Is Dundalk ready for its close-up?
The venerable working-class community in eastern Baltimore County – mocked by radio dj’s as “the Redneck Riviera,” lauded by residents as “humble” and “salt-of-the-earth” – was in the spotlight as a high-gloss marketing campaign was unveiled yesterday.
We’re talking focus groups, a branding committee, image experts and, of course, a new slogan: “Dundalk: Live the Unexpected.”
That theme is to be the centerpiece of three happy-hour events planned for local watering holes this summer.
“We are launching an active campaign to challenge people’s expectations of what they are going to find here,” said Amy Menzer, executive director of Dundalk Renaissance Corp., a nonprofit formed 13 years ago to promote the area that has long been a butt of local jokes.
Accentuate the Positive
Menzer described the new re-branding campaign at a gathering of locals and reporters at the Sparrows Point Country Club, ex-watering hole of Bethlehem Steel Corp.’s top brass. (Once the world’s largest steel mill with 30,000 employees, Sparrows Point closed two years ago and is now undergoing demolition.)
The push to overcome “negative stereotypes,” as she called them, will be supported by incentives in the form of $5,000 housing subsidies available to new middle-income residents, thanks to state and county grants, she said.
They plan to offer the opportunity to win these “Golden Key” grants to 30 new home-buyers at a Sept. 27th Dundalk Housing Fair, as well as “work where you live” incentives from local businesses. Attendees will be able to speak one-on-one with real estate agents, mortgage lenders, housing specialists and renovation experts, as well as check out Dundalk’s neighborhoods and tour for sale homes on four narrated bus tours.
Their new website, www.unexpectedDundalk.com, has information on the event as well as photos of the Dundalk they are promoting: a smiling couple planting flowers in front of their home, a child jumping into the water next to boats, a group of people eating crabs .
Hired by Dundalk Renaissance to lead the image makeover is Jody Landers, the former member of the Baltimore City Council, executive director of the Greater Baltimore Board of Realtors and a one-time candidate for Baltimore mayor.
With 43 miles of waterfront property stretched over five peninsulas and a 4th of July parade that is legendary, Landers said, Dundalk is primed for discovery. The community has several neighborhoods that include historic Turner Station, St. Helena, Fort Howard, Sparrows Point and Holabird.
The gem of the community, however, is its waterfront, Landers said.
“Right now, there are 24 waterfront listings here that range in price between $100,000 and $700,000 – the median is $200,000,” Landers said, of the properties up for grabs in the Dundalk housing market right now.
From Beth Steel to Amazon
Dave Janiszewski, president of the DRC, said he purchased his home in Dundalk for $187,000. Located on a double lot, he pays $2,200 in county taxes annually.

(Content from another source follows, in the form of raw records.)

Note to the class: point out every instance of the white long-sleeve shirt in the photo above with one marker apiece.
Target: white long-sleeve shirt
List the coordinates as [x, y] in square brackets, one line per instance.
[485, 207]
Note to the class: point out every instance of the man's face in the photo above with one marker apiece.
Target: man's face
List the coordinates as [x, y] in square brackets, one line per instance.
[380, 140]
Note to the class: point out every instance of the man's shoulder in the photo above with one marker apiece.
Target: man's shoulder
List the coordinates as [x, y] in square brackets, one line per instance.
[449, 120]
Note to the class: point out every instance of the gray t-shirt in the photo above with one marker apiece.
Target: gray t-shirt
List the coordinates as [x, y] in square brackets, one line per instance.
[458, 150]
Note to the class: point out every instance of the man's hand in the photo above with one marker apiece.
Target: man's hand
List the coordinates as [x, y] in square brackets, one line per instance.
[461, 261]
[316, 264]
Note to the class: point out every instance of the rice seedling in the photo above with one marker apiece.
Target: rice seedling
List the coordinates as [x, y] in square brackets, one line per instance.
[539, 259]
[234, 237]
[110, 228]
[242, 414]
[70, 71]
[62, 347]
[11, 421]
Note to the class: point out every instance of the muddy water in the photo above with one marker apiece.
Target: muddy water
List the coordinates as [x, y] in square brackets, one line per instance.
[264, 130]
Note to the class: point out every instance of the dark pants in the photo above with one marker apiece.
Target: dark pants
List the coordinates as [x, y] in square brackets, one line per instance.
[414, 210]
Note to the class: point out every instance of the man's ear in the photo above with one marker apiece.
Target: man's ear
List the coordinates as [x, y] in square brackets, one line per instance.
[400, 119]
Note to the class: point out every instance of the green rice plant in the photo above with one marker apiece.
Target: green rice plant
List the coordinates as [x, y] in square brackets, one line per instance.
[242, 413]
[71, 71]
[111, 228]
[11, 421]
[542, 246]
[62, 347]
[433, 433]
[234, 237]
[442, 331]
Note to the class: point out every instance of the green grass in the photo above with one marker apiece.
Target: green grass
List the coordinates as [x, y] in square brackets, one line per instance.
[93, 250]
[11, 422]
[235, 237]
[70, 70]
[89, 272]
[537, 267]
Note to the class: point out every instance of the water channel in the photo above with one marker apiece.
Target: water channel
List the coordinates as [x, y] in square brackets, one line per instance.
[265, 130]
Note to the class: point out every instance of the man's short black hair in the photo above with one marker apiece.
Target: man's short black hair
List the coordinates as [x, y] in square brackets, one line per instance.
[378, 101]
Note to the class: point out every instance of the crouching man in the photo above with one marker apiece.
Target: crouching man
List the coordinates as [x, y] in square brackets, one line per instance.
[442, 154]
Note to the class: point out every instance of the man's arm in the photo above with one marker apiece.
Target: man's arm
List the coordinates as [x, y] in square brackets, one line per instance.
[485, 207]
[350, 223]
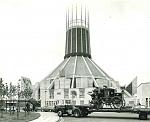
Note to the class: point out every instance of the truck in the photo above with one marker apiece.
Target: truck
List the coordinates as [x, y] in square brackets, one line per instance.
[100, 99]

“This is a steel town associated with hard work,” Janiszewski said, referring to the shuttered Beth Steel plant that used to be the economic and social anchor of the community in its heyday half a century ago.
Today, Amazon is building a 1 million square foot distribution plant five miles away from Dundalk, and a 346,000-square-foot warehouse is also planned to be built next door.
Baltimore County officials have unveiled plans to build a new high school and elementary school in the area.
Other mainstays, like Herman’s Bakery and the Double T Diner, also attract regulars who crave a slice of life that seems frozen in time from the 1950s.
“While we don’t have a Target or a Panera, I take pride in running my errands and having the waterfront here,” said Stacey Dawes, a former Harford County resident who purchased a waterfront home in Dundalk in 2003 with her husband and is raising two children there.
“It is charming and very Norman Rockwell,” Dawes said, of the community’s hub, located near North Point Boulevard and Wise Avenue.